Rdd和DataFrame的转换
1.直接手动确定
peopleRDD.map{x = >
val para = x.split(",")
(para(0),para(1).trim.toInt)
}.toDF("name","age")
2.通过反射确定
case class People(name:String,age:Int)
peopleRdd.map{x = >
val para = x.split(",")
People(para(0),para(1).trim.toInt)
}.toDF
3.通过编程方式来确定
准备Scheam
val schema = StructType(StructField("name",StringType)::StructField("age",IntegerType)::Nil)
准备Data[需要Row类型]
val data = peopleRdd.map{x =>
val para = x.split(",")
Row(para(0),para(1).trim.toInt)}
生成DataFrame
val dataFrame = spark.createDataFrame(data,schema)

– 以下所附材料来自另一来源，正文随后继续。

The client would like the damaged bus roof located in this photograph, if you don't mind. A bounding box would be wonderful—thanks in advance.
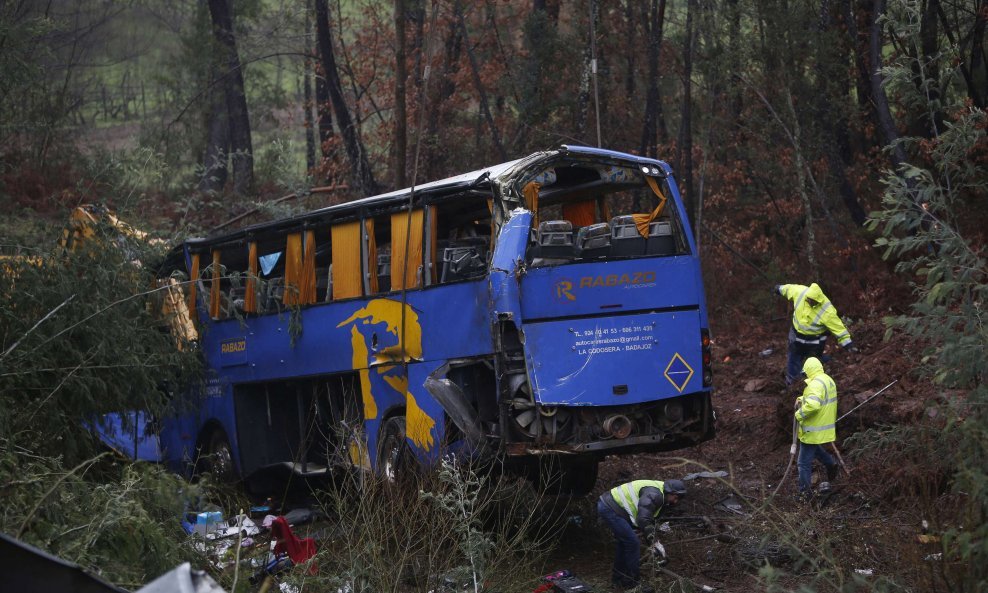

dataFrame.tordd.返回的是RDD[Row]
Rdd和DateSet的转换(需要case class :people(...))
case class People(name:String,age:Int)
peopleRDD.map{x=>
val para = x.split(",")
People(para(0),para(1).trim.toInt)
}.toDS
DateSet.toRdd 返回RDD[People]
DateFrame和DataSet的转换
DataSet - > DataFrame
dataSet.toDF 即可,直接复用case class的名称
DataFrame - >DataSet
case class People(name:String,age:Int)
dataFrame.as[People]即可
dataFrame.createOrReplaceTempView("people")
Session内可访问,一个sparksession结束后,表自动删除,使用表面不需要前缀
dataFrame.createGlobalTempView("people")
应用级别内可访问,一个SparkContext结束后,表自动删除 使用表面需要加上"global_temp."前缀